Chegamos ao parque lá pelas 9h do sábado para cadastro na portaria e decisão de qual trilha iríamos percorrer. Três possibilidades estavam no "menu". Uma trilha cortante pelos capins do vale da Asa de Hermes até a Pedra do Sino, uma via mais técnica por misturar caminhada e bons trechos de escalada fácil (escalaminhada) no Pico das Agulhas Negras (via do Formigueiro) e para pulsar mais forte nosso coração de montanha, a meia travessia longitudinal do Maciço das Agulhas Negras com boa dose de "responsa" pelos trechos de rapel. Com a hora já adiantada a meia travessia acabou sendo descartada e optamos por uma dose extra de emoção na via do Formigueiro. Com um céu de brigadeiro lá fomos nós percorrer o restante da estrada de acesso ao Abrigo Rebouças e encarar os grande blocos de pedras na respectiva via.
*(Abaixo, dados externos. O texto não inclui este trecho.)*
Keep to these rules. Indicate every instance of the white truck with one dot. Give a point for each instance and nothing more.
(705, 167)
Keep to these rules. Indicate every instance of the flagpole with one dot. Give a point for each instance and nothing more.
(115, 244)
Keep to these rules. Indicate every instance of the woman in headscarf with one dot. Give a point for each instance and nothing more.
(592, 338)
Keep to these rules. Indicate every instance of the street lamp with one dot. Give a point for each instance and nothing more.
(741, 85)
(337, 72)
Passamos pelo Abrigo Rebouças dominado pelos militares em treinamento e encontro rápido com demais amigos. Começamos verdadeiramente a trilha lá pelas 10h contornando a represa do abrigo e rumando firme aos olhos do Pico das Agulhas Negras com seus 2.792m. A via do Formigueiro segue a mesma linha da via normal do Pontão até chegar na Florestinha com trecho de escalada ou contorno pela direita. Passando este trecho vira se bem a esquerda para adentrar entre os paredões sombreados que te levarão para a chaminé. Este trecho é o mais técnico por ter que vencer grandes blocos de pedras na base da escalaminhada e ter que bancar a formiga na chaminé escura e de pedras soltas que dará acesso ao cume do Formigueiro. Prepare se para ficar "atoladinho" em duas pequenas aberturas por volta de 60 cm de espaço que te levará de volta aos céus. Passando este trecho "cavernoso" você ficará num corredor congelante de grandes pedras para voltar a escalaminhar.
Já ao lado do cume passamos por mais um corredor, só que desta vez de mata cercada por "prédios" de pedras. Deste exato ponto se pode seguir em frente para a meia travessia longitudinal do maciço, passando pelo primeiro trecho de rapel até atingir a Chapada da Lua com seu livro de registro. Como não estávamos com o "equipo" de escalada e corda, seguimos para o cume aonde chegamos tarde lá pelas 14h. Pausa rápida para almoço e fotos. Na volta enfrentamos os mesmos trechos de corredores, pedrões e a chaminé "atoladinha". Estávamos de volta ao ponto da Florestinha no encontro da via de descida do Pontão onde aproveitamos uma corda de outros colegas para fazer um rapel passando pelas costas e braços. Ganhamos um bom tempo neste trecho aonde chegamos no Rebouças lá pelas 17h. Para minha surpresa um verdadeiro barraco estava armado na represa ao lado do abrigo, onde os militares "incentivados" aos berros de mooooooontaaaaaaaanha encaravam a água que horas antes estava parcialmente congelada. Ao passar por eles fui gentilmente convidado com um gesto estendendo os braços e falando "que tal tomar um banho colega?" Tratei de me mandar dali e nem me preocupei em fotografar. Congelei!